The CGI isn’t the only private institution that competes with the United Nations. There is the Davos Forum, among others. But this week there’s a feeling around town that the Clinton conference has a livelier and more imaginative agenda than the dirge at the United Nations headquarters on the East River. It was at the Clinton Initiative at which today the head of the Palestinian Authority, Salam Fayyad, sat down President Peres and Mr. Clinton and the Prince Al-Khalifa  of Bahrain and exchanged views on the economic possibilities in the aftermath of an Israeli-Arab peace treaty. Conversations have either taken place at the GCI, or will take place this week, on women, reforesting and micro-finance.

None of this is our cup of tea. None of it has the force of law. None of it amounts to a hill of beans compared to what, say, the typical United States Army platoon is doing for world peace in, say, Afghanistan. But the beauty of the Clinton Initiative is that  the taxpayers don’t get the bill for it. People can go, or not go, they can take their ideas back to their governments, or not. But the rest of us don’t have to pay for it.

Right off the beam that gives the Clinton initiative more credibility than the Soviet style confab that takes place at the taxpayers’ expense at the United Nations compound. And people are noticing. The Daily Beast this week issued a terrific piece by Dayo Olopade, who noted that “the former president’s Global Initiative — rife with deal making power players — could one day eclipse” the U.N. She characterized the GCI as a “competing summit” that brings together “thought-leaders from across the globe to tackle many of the same problems that are on the table at Turtle Bay.”

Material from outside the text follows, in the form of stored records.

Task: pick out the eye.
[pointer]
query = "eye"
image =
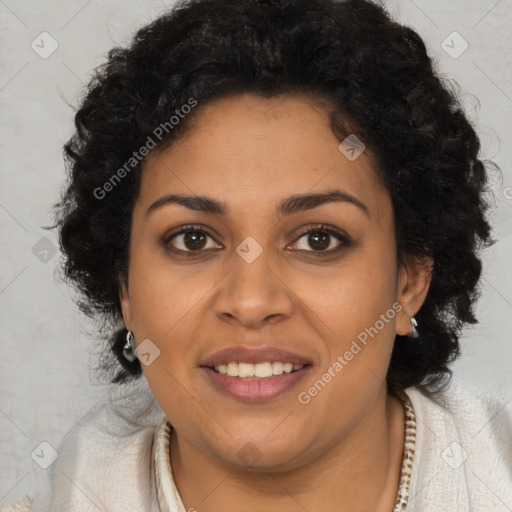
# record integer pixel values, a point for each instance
(190, 239)
(321, 240)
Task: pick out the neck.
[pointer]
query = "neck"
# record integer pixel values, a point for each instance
(359, 472)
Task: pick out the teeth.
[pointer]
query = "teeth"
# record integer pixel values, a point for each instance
(259, 370)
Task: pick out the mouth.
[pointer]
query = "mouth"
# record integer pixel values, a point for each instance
(253, 383)
(263, 370)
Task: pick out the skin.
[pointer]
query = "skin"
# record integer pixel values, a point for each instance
(343, 450)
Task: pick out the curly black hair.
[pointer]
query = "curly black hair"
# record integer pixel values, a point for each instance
(378, 81)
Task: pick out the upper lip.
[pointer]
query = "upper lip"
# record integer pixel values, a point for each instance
(253, 355)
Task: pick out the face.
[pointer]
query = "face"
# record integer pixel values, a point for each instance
(258, 270)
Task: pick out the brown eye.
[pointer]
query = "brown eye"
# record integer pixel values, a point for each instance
(190, 240)
(321, 240)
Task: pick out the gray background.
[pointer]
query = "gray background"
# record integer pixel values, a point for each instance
(45, 348)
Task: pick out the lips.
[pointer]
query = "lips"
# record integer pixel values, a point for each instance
(253, 355)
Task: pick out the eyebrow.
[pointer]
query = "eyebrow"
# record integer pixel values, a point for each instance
(293, 204)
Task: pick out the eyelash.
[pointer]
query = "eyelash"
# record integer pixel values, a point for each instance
(321, 228)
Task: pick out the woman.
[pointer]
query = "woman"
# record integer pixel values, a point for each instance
(278, 206)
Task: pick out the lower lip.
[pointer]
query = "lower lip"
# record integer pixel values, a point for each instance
(255, 390)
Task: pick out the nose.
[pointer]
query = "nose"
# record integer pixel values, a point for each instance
(254, 294)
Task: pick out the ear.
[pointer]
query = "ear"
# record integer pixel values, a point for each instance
(413, 285)
(124, 299)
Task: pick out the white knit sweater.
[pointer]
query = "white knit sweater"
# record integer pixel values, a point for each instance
(116, 459)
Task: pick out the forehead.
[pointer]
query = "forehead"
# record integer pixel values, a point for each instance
(250, 152)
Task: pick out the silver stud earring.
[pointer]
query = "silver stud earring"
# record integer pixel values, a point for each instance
(414, 324)
(129, 347)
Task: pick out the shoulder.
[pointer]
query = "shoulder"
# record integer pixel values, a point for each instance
(463, 453)
(19, 506)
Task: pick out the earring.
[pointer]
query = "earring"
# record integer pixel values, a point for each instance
(414, 324)
(129, 347)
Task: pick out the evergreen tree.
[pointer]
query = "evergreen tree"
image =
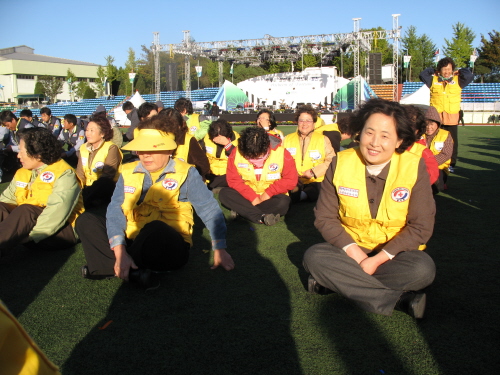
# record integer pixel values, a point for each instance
(459, 48)
(487, 66)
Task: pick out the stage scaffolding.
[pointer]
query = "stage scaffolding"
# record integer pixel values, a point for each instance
(278, 49)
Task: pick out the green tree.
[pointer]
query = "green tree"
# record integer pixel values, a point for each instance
(420, 48)
(52, 86)
(71, 80)
(89, 93)
(459, 48)
(487, 66)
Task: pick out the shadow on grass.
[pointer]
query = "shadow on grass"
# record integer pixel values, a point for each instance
(200, 321)
(25, 272)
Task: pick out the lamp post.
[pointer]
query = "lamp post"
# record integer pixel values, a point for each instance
(131, 76)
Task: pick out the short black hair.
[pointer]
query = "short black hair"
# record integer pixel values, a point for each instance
(306, 109)
(220, 127)
(70, 118)
(395, 110)
(7, 116)
(46, 110)
(127, 106)
(184, 104)
(417, 119)
(145, 109)
(41, 144)
(253, 142)
(445, 62)
(26, 113)
(272, 119)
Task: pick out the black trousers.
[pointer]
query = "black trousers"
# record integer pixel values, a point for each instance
(16, 223)
(453, 129)
(378, 293)
(158, 246)
(278, 204)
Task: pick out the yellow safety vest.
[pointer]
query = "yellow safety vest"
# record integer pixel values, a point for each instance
(218, 165)
(354, 212)
(314, 155)
(446, 98)
(437, 145)
(193, 123)
(93, 173)
(41, 188)
(271, 171)
(160, 203)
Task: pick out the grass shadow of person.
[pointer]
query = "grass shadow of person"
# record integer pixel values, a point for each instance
(200, 320)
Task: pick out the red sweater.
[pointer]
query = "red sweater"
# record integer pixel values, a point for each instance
(288, 180)
(430, 162)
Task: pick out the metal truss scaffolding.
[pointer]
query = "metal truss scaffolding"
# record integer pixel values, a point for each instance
(277, 49)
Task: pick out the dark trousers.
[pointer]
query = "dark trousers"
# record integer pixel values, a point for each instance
(453, 129)
(16, 223)
(158, 246)
(216, 181)
(278, 204)
(99, 193)
(378, 293)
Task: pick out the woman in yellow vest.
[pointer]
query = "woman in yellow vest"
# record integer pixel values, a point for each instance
(149, 222)
(218, 145)
(267, 121)
(99, 163)
(188, 149)
(376, 212)
(312, 153)
(446, 86)
(440, 142)
(41, 204)
(259, 174)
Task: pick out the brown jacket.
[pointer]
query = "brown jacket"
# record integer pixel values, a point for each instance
(419, 221)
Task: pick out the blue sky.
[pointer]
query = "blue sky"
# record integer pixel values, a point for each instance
(90, 30)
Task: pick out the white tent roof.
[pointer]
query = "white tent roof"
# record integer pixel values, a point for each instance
(421, 96)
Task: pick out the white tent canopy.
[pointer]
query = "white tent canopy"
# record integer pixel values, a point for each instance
(119, 113)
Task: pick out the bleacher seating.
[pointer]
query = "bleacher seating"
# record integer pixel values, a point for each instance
(472, 93)
(88, 106)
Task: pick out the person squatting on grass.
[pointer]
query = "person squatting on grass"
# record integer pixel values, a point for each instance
(149, 222)
(41, 204)
(259, 174)
(312, 152)
(218, 145)
(376, 212)
(99, 162)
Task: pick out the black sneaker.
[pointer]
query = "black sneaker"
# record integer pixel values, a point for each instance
(315, 288)
(87, 275)
(412, 303)
(144, 278)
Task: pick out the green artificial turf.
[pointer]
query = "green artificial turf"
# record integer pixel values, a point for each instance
(259, 318)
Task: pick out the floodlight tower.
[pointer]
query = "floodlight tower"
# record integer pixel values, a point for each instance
(357, 90)
(395, 56)
(156, 55)
(187, 64)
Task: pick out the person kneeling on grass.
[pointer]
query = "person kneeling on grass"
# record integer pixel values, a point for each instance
(376, 212)
(149, 222)
(41, 204)
(259, 174)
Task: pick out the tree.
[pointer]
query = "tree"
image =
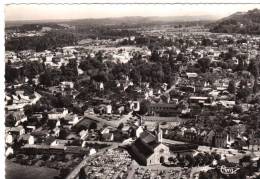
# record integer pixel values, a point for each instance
(82, 174)
(93, 125)
(144, 107)
(232, 87)
(120, 126)
(254, 67)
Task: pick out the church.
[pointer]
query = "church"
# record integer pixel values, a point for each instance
(148, 149)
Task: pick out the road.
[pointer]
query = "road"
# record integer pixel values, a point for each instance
(168, 141)
(74, 173)
(114, 123)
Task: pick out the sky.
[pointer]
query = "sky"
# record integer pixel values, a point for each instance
(78, 11)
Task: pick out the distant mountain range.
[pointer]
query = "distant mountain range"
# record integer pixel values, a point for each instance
(239, 22)
(118, 20)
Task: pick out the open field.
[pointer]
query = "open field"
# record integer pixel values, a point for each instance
(15, 171)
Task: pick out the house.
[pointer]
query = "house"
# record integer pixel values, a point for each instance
(135, 105)
(148, 150)
(191, 75)
(26, 139)
(162, 109)
(58, 113)
(18, 131)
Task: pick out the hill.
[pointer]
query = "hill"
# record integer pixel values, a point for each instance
(239, 22)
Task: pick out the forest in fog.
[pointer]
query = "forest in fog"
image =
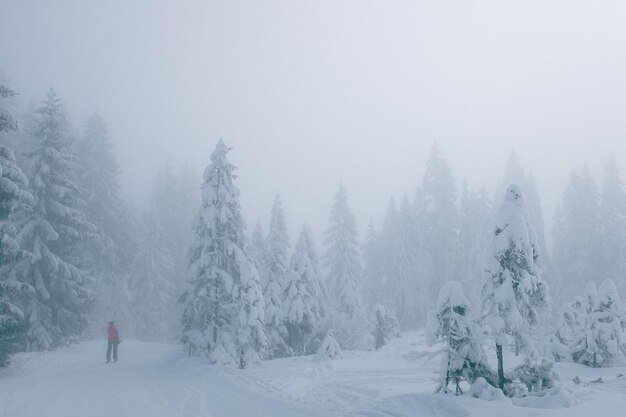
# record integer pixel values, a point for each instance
(186, 268)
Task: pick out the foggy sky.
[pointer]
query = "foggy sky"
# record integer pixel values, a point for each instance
(313, 92)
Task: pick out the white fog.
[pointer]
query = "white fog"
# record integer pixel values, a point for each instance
(315, 208)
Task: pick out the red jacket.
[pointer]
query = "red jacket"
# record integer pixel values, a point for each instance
(113, 335)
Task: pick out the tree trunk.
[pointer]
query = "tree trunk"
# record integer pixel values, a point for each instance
(501, 379)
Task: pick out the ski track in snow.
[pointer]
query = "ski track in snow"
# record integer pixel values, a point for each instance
(154, 380)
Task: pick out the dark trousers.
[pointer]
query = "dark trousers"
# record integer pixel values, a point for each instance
(112, 346)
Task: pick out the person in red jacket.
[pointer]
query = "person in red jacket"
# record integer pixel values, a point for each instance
(114, 340)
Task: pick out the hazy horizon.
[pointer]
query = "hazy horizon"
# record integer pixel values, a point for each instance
(313, 93)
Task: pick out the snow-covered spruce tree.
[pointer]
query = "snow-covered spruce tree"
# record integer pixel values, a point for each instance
(373, 271)
(259, 251)
(301, 298)
(13, 183)
(346, 311)
(576, 253)
(52, 233)
(514, 174)
(153, 293)
(513, 295)
(598, 335)
(476, 220)
(407, 267)
(276, 282)
(384, 325)
(173, 197)
(109, 255)
(223, 303)
(613, 227)
(463, 358)
(439, 219)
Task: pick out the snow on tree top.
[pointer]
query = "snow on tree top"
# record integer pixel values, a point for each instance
(451, 295)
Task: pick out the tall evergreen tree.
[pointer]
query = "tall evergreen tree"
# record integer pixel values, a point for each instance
(151, 284)
(13, 183)
(302, 302)
(576, 236)
(373, 268)
(514, 295)
(476, 221)
(612, 227)
(408, 267)
(52, 233)
(223, 302)
(109, 255)
(439, 219)
(344, 275)
(514, 174)
(174, 195)
(276, 280)
(259, 252)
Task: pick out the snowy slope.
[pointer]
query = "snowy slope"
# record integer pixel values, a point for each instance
(159, 380)
(149, 380)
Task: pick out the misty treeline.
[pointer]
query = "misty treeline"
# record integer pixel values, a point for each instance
(74, 255)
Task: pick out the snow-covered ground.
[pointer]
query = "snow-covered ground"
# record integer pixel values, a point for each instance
(154, 380)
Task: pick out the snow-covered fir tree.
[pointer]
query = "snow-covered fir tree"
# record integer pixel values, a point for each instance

The Clinton Initiative has the added advantage that none of it has the force of treaty law. It’s just talk and pledges of action. So the question starting to eddy around town is whether, if the Clinton Initiative can do all this, what does one need the United Nations for? The peace-keeping forces haven’t brought peace (though there are something like 120,000 persons in the U.N.’s “army”). The World Health Organization could be set up separately.

It happens that we’re in an age when private companies are running many of our jails and our hospitals and our schools. Why in the world couldn’t they run the a global gab-fest? The United Nations headquarters buildings, once renovated, could be sold off for commercial uses. Or put out to the highest bidder among the Clinton Global Initiative and Davos Forum type of organizations. Eventually, the General Assembly would become a husk. It could be phased out as an inspiring experiment that led to a better, more modern way of holding the global conversation.